突然、侯爵が可笑しそうに笑いだす。その顔は、とても機嫌が良さそうに見えた。


「いやはや、聖女様は素晴らしいお考えをお持ちだ。良いでしょう、その考えに乗って差し上げます」

「では……!」

「ええ、この度は西に譲ってやる事としましょう」

「っ、ありがとうございます!」


(良かった……、本当に、よかった……!これで、リヒト君に暗殺者が送り込まれることはないはず)


ほっとして座り込みそうになってしまうが、何とか足に力を籠める。少しでも役に立てたことが、私でも何かを変えられたことが嬉しかった。

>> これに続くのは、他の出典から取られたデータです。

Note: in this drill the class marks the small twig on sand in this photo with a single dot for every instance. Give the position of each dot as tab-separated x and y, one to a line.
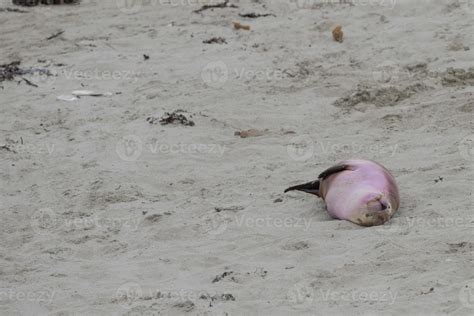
224	4
54	35
255	15
30	83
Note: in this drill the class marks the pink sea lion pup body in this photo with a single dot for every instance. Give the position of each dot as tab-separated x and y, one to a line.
361	191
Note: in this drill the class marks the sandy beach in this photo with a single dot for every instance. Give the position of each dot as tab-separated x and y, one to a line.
145	147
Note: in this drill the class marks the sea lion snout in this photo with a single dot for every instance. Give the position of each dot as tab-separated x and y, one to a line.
361	191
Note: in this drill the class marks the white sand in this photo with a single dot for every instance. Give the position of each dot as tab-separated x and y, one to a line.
93	227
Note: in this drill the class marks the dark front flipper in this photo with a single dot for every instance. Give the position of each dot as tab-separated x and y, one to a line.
310	187
334	169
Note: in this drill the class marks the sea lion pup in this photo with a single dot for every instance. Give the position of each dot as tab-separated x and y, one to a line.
360	191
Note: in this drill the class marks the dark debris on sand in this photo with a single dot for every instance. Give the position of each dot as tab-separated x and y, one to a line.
215	40
11	70
221	5
175	117
253	15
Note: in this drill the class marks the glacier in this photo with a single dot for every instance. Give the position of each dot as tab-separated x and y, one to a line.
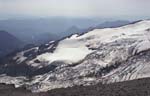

「おや、聖女様、ふらつかれたようですが大丈夫ですか?」

「は、はい。このような華美なパーティーは初めてで、少し人に酔ってしまったようです」


誤魔化すようにそう言えば、侯爵は誰かを呼び寄せた。近くにいたのだろう、すぐに歩み寄って来たのはヴァルトと同じくらいの年齢の男だった。侯爵と同じ茶褐色の髪の男は、見るからに贅を尽くしたような華美な服装を見せつけるようにたなびかせてやって来た。


「お呼びですか、父上」

「ああ、聖女様が具合がお悪いようだ。休める場所にお連れしてやってくれ」

「畏まりました。聖女様、私はウィスタリア侯爵家の次男、ラングと申します」


仰々しく礼をしたラングのニタリとした笑みに一瞬ゾクリと悪寒を感じた。


「い、いいえ。そのようなご迷惑をおかけする訳にはまいりません。すぐに良くなりますので……」

「遠慮なさることはございませんよ、聖女様。大切な御身、何かあっては大変です。……それとも、私のエスコートではご不満ですか?」

「い、いいえ……」


せっかくウィスタリア侯爵が納得してくれたのだ。今、彼の子息を避けるような言動をすることは悪手だ。事を荒げる訳にはいかない私は、その手を取らざるを得なかった。


「聖女様、是非またお話しましょう」

「はい……」


機嫌良さげに笑うウィスタリア侯爵に頭を下げ、私はラングと共に会場を後にした。